I gave in to temptation and drew the line of his Roman nose with my fingertip and then pressed it into the divot above his lips.
He shocked me into laughter by snapping his teeth at me.
“My happy place was Villa Romano,” he said without opening his eyes, and I froze, afraid that if I moved I would scare him into stopping.
He revealed so little about his life that every kernel felt like gold.
“I grew up running barefoot through the acres of trees, and each orchard was its own oasis. We played nascondino , like tag, in the olive grove because it had the best hiding places, and gioco delle biglie in the barn beside the vineyard. In the summer we were constantly trying to keep up with the ripening fruit, visiting every day to fill baskets and bowls with plums, peaches, and apricots. Sometimes, we would lay under the trees and gorge ourselves until we were sick.” He made a face.
“I did not eat apricots for two years after I turned twelve.”
My laugh was soft because I didn’t want him to stop talking.
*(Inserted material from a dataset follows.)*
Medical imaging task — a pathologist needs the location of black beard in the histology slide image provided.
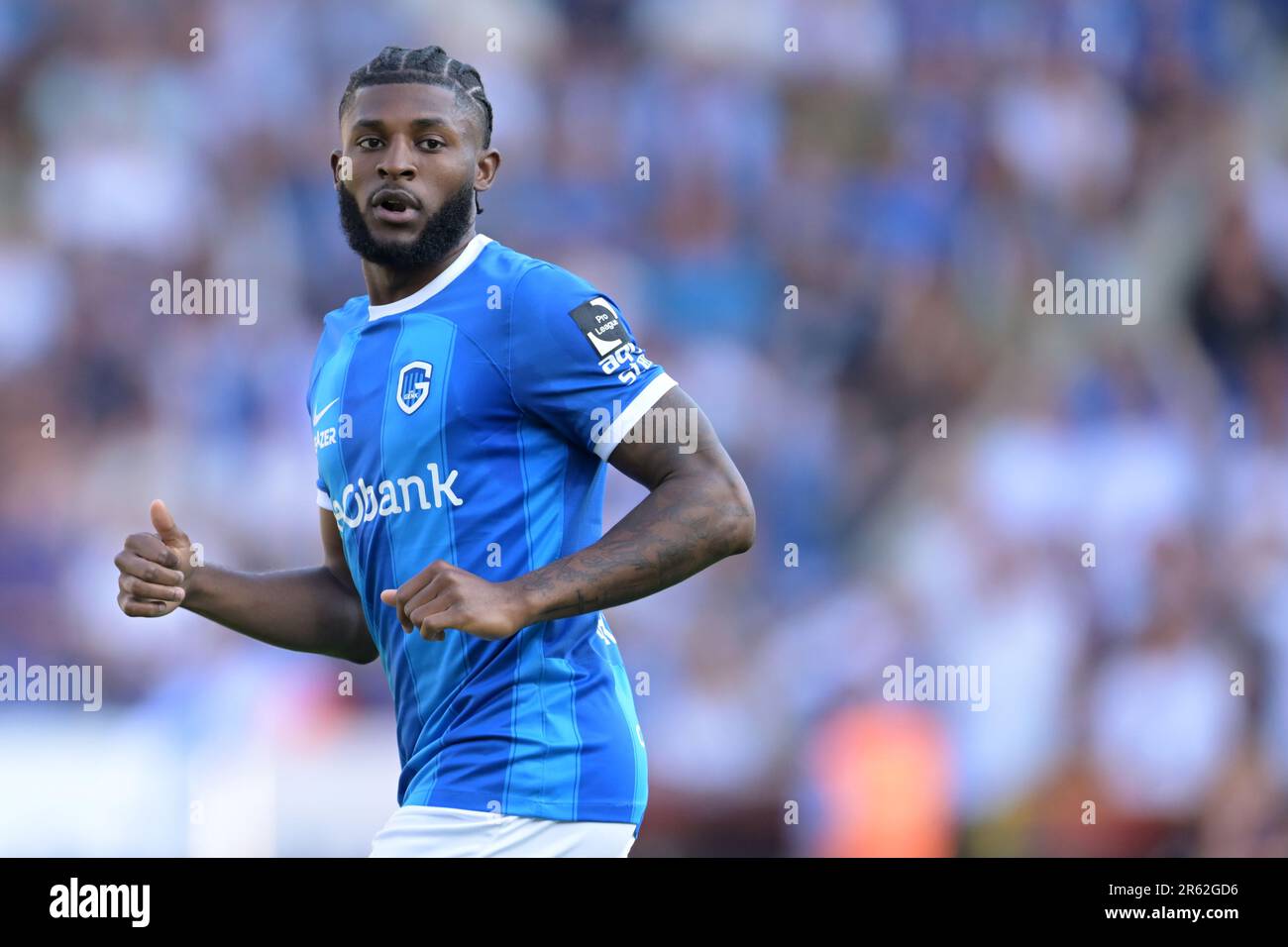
[336,180,474,271]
“My mother was the ultimate host, and we always had people over for every meal. Sometimes, I was sure even she did not know where they came from. But it was fun as a boy to meet strangers from all over Italy and beyond.” He cracked a lid open.
“Did I tell you that I speak German, Spanish, and Greek as well?”
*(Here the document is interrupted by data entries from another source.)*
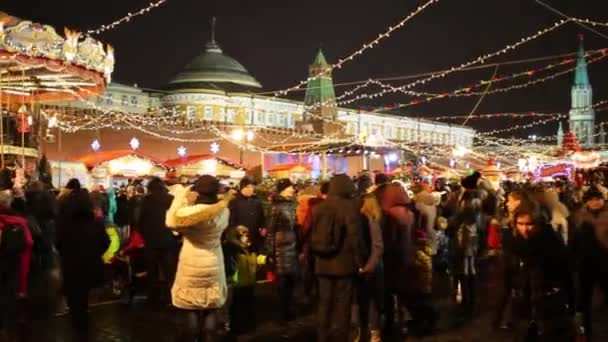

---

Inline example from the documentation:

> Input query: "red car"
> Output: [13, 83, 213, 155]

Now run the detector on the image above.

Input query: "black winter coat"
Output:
[312, 175, 364, 277]
[57, 190, 110, 291]
[138, 193, 178, 249]
[266, 197, 298, 275]
[228, 194, 266, 252]
[502, 225, 574, 319]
“Show-off,” I muttered with faux bitterness.
His lids lowered, and he grinned again. When he lay down, he tugged me into his side, running his fingers idly through my hair.
“You speak about the villa like it isn’t your happy place anymore,” I noted, tracing the boxed muscles of his abs to watch the way his belly contracted at the ticklish sensation.
There was such a long pause, I thought he wouldn’t go on.
But then, “I did not have a father like you do who cared about my health and safety. If I was not his puppet, I could not be his son.”